After hearing herself sing in front of an audience for the first time, she was overwhelmed and knew she wanted to perform again.
Excited about her first music lesson, she was shown her first opera video by her music teacher. “I thought I was going to sing Disney songs and musical tunes, until she showed me my first classical video and I thought, ‘I don’t know if I want to sing that,’” she said, laughing.
At the age of 15, she was encouraged to explore the world of classical music and her teacher introduced her to songs, composers, roles and types of classical opera music. Al Qaiwani soon found her range.
“I always say this but it’s true, it’s more like your voice chooses the repertoire, not the other way around.”
Continuing to sing at school events, charities and private shows, Al Qaiwani was finally faced with a dead end after completing high school. “After finishing school, the question was whether to pursue music or not, and it was not,” she said, adding that her parents made it clear that singing was just a talent to be enjoyed as a hobby.
After accepting her fate, Al Qaiwani moved to the UK to study chemistry at Imperial College London, which happened to back on to the Royal College of Music. The confusion of adjusting to university life away from home forced her to forget about singing and music altogether.
But she couldn’t stay away for long and soon Al Qaiwani had her first audition. Only then did she realise that there was so much more to learn about becoming a classical performer.
“I liked singing, but I didn’t realise just how much body work and athletics are involved in performing this kind of music at an acceptable standard,” she said. She then continued to focus on her studies and didn’t practise singing at all.
After obtaining her bachelors degree, Al Qaiwani moved back to Dubai and started working for a bank. Two and a half years later, she was surprisingly reminded of just how much she enjoyed singing after bumping into a another student who had been taught by her old school music teacher. Seeing how much her friend had improved, she knew she wanted to get back into music.
“I had a thing in my stomach that told me I had to go and train properly and see what my voice could do.”
With a renewed desire to sing, Al Qaiwani retuned to the UK to do her masters in International Relations at the London School of Economics in 2006. She auditioned once again after being referred by the conductor Bruno Cinquegrani.
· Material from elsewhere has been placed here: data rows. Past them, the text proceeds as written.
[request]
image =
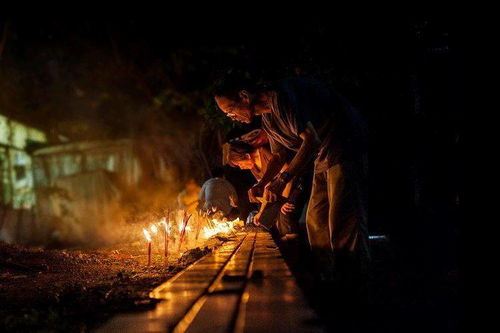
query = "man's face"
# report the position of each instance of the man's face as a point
(240, 110)
(246, 164)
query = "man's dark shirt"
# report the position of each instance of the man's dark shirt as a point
(299, 101)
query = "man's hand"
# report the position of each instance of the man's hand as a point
(288, 207)
(257, 191)
(275, 189)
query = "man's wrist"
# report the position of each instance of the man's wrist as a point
(285, 177)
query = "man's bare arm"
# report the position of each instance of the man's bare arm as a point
(307, 151)
(273, 168)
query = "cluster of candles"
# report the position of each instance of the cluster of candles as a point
(163, 227)
(154, 230)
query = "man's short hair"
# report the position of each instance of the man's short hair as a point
(236, 151)
(218, 172)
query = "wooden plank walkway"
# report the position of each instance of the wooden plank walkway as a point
(244, 286)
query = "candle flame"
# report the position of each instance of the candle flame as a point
(147, 235)
(165, 224)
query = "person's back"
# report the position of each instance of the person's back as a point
(217, 194)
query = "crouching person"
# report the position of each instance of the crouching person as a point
(282, 215)
(218, 197)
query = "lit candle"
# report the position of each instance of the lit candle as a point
(166, 234)
(184, 228)
(148, 238)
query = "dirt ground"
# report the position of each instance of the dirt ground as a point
(76, 290)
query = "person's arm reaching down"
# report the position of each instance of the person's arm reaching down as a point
(273, 168)
(307, 151)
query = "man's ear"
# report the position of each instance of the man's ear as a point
(244, 96)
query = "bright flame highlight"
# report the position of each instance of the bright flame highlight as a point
(147, 235)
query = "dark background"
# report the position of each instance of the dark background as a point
(115, 78)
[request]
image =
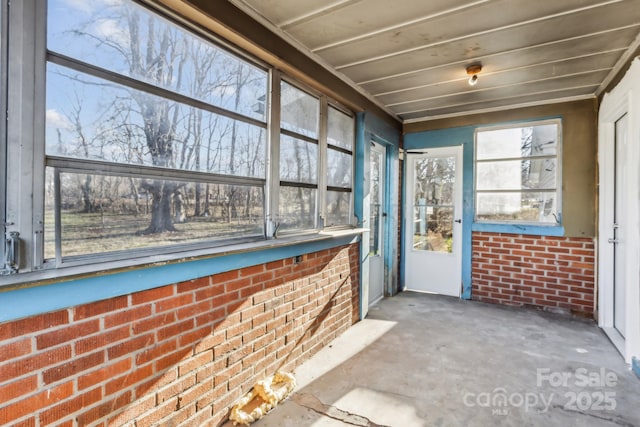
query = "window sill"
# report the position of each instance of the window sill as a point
(534, 230)
(106, 268)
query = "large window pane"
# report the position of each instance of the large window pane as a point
(538, 140)
(339, 169)
(128, 39)
(297, 208)
(90, 118)
(340, 129)
(517, 174)
(517, 206)
(517, 177)
(300, 112)
(101, 214)
(298, 160)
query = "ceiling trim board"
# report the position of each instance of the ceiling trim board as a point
(471, 35)
(491, 55)
(506, 70)
(495, 109)
(520, 95)
(624, 58)
(479, 90)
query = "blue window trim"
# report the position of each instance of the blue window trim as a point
(29, 301)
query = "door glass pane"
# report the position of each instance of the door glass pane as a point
(434, 204)
(376, 202)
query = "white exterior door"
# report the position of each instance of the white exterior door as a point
(377, 218)
(433, 215)
(618, 241)
(619, 210)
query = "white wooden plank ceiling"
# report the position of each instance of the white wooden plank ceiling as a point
(411, 56)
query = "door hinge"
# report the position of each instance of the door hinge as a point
(11, 253)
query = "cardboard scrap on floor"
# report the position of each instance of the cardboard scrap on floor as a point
(264, 396)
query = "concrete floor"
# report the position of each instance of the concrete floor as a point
(425, 360)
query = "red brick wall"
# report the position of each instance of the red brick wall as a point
(555, 273)
(178, 353)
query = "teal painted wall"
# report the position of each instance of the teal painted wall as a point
(370, 128)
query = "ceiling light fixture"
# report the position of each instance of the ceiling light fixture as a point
(473, 71)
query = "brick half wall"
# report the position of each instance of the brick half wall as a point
(553, 273)
(177, 355)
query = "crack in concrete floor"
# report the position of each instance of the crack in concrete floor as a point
(314, 404)
(615, 420)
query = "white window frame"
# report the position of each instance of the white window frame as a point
(558, 186)
(25, 155)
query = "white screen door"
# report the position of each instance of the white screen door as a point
(433, 215)
(618, 240)
(377, 219)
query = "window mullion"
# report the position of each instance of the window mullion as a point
(272, 198)
(25, 126)
(3, 131)
(322, 163)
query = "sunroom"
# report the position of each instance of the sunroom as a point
(197, 195)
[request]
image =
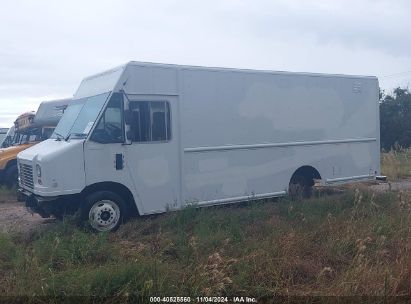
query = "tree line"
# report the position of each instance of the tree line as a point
(395, 119)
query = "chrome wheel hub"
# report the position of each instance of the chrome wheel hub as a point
(104, 215)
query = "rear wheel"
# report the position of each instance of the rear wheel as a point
(300, 187)
(104, 211)
(11, 176)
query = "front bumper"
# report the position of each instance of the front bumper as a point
(44, 206)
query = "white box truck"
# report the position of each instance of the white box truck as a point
(151, 137)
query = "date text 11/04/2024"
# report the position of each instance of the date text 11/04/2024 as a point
(203, 299)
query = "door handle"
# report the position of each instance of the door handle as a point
(119, 161)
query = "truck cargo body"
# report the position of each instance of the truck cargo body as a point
(208, 135)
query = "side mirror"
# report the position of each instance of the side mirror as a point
(129, 135)
(128, 117)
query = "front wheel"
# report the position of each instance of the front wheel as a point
(104, 211)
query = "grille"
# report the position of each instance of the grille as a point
(26, 176)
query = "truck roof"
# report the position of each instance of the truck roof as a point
(107, 80)
(193, 67)
(50, 112)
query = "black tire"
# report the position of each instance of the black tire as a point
(11, 175)
(104, 211)
(300, 188)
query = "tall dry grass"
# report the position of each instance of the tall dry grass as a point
(351, 244)
(396, 164)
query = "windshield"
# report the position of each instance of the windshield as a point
(79, 117)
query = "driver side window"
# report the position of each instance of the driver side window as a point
(110, 127)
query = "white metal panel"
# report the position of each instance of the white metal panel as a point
(100, 83)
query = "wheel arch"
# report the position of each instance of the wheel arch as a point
(117, 188)
(308, 172)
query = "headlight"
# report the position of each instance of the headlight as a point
(38, 170)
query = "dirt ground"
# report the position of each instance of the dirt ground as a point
(15, 217)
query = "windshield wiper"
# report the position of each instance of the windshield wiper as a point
(79, 135)
(59, 136)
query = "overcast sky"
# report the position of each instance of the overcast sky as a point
(47, 47)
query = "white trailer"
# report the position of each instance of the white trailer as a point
(155, 137)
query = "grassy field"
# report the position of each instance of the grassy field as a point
(396, 164)
(354, 243)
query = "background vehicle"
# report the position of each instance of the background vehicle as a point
(29, 129)
(8, 140)
(155, 137)
(3, 134)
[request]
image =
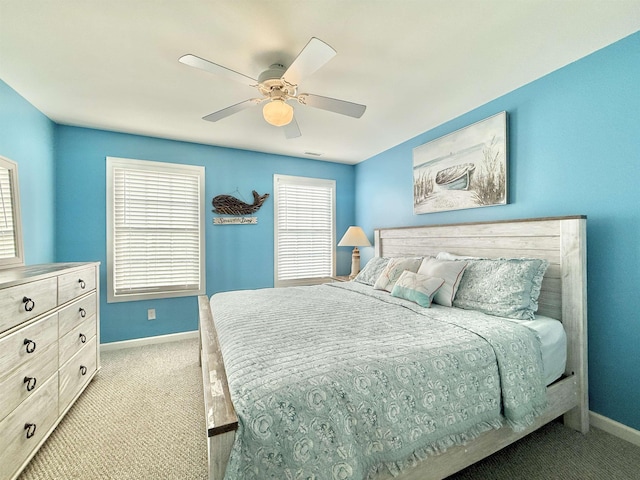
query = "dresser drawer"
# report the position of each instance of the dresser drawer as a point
(27, 378)
(76, 373)
(23, 302)
(76, 313)
(27, 344)
(76, 338)
(74, 284)
(25, 427)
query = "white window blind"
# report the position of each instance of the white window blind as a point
(157, 234)
(304, 230)
(7, 238)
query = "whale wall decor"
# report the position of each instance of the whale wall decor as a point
(228, 205)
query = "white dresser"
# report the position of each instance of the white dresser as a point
(49, 351)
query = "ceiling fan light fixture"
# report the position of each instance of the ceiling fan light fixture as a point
(277, 112)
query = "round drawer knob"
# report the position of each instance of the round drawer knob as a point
(29, 304)
(31, 383)
(30, 428)
(31, 345)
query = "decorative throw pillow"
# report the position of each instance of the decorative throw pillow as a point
(394, 269)
(417, 288)
(371, 271)
(451, 271)
(503, 287)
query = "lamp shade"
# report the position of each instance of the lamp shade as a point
(277, 112)
(354, 237)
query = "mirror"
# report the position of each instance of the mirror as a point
(11, 250)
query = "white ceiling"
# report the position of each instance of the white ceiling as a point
(113, 65)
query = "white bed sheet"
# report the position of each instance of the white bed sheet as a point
(554, 345)
(553, 340)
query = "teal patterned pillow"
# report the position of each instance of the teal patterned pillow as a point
(394, 269)
(502, 287)
(417, 288)
(371, 271)
(450, 270)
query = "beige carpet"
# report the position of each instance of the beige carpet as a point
(142, 418)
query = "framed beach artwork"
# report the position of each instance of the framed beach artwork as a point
(464, 169)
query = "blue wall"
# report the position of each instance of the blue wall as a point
(27, 138)
(237, 256)
(574, 149)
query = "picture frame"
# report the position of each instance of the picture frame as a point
(464, 169)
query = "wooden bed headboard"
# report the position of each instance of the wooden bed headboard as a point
(560, 240)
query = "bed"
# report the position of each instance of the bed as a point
(561, 242)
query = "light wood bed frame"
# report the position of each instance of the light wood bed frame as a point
(560, 240)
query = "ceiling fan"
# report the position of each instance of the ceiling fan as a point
(279, 87)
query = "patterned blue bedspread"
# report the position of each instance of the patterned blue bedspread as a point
(341, 381)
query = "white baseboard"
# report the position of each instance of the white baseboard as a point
(138, 342)
(614, 428)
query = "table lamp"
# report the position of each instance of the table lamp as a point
(354, 237)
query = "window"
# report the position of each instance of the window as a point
(155, 230)
(304, 230)
(10, 231)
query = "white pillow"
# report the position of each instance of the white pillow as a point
(450, 270)
(417, 288)
(394, 269)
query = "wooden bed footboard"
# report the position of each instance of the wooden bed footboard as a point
(221, 419)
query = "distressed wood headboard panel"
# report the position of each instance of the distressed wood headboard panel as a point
(561, 241)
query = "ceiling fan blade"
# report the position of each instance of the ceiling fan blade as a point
(225, 112)
(313, 56)
(342, 107)
(211, 67)
(291, 129)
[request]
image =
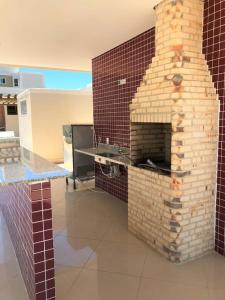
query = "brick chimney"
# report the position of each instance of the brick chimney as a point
(174, 119)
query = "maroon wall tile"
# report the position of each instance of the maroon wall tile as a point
(111, 100)
(214, 49)
(25, 214)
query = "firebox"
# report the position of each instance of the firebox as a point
(151, 146)
(175, 212)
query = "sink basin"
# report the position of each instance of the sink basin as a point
(107, 154)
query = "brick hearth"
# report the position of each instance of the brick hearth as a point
(175, 212)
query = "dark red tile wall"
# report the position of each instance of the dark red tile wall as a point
(27, 211)
(214, 48)
(111, 100)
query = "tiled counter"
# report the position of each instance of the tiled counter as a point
(25, 200)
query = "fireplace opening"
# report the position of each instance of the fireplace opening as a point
(151, 146)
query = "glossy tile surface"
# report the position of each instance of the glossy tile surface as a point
(105, 261)
(28, 167)
(97, 258)
(11, 283)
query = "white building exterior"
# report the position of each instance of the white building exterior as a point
(42, 114)
(14, 82)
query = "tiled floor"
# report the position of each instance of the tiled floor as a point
(97, 259)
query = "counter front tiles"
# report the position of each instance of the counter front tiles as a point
(25, 201)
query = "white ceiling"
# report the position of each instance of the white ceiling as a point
(67, 34)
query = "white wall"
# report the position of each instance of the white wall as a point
(31, 80)
(25, 123)
(50, 110)
(11, 122)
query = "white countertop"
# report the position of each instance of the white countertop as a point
(121, 159)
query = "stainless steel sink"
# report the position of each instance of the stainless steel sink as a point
(107, 154)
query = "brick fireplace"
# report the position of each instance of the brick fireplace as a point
(176, 104)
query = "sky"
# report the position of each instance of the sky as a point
(55, 79)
Although it was hard to maintain regular continuous musical work while she was studying, she was slowly moving back into the music scene.
Currently, Al Qaiwani is in the UK doing her PHD at the London School of Economics, where she is also focusing on her singing. “Working on my PHD in my own time gives me more time to practise singing,” she said, adding that having funding has also changed the game.
With the size of her audiences growing by leaps and bounds, Al Qaiwani is now performing at several events in the UAE and working with multiple international conductors. Her pieces range from aria extractions from a full opera, to pieces known as ‘melodies’ or art songs.
“Depending on the energy on the night and what I am singing, I feel a whole load of different emotions every time,” she said, pointing out that she prefers to take on a role or a character when performing. “I like to get out of myself and into that role and just think of the words and poetry of what I am singing.”
As she steps into the classical music scene even deeper, her family has started to share her excitement. Since she has started singing professionally, working with people from the academy and the director from the Royal Opera House has transformed her hobby into a profession, making her parents more appreciative of her talent. “I would say they’ve become more excited for me,” Al Qaiwani said.
With hopes of one day singing at Vienna State Opera, the classical singer continues to live out her dream in her home country.
“As long as people are enjoying my performance as much I do, I don’t mind where I sing,” she said.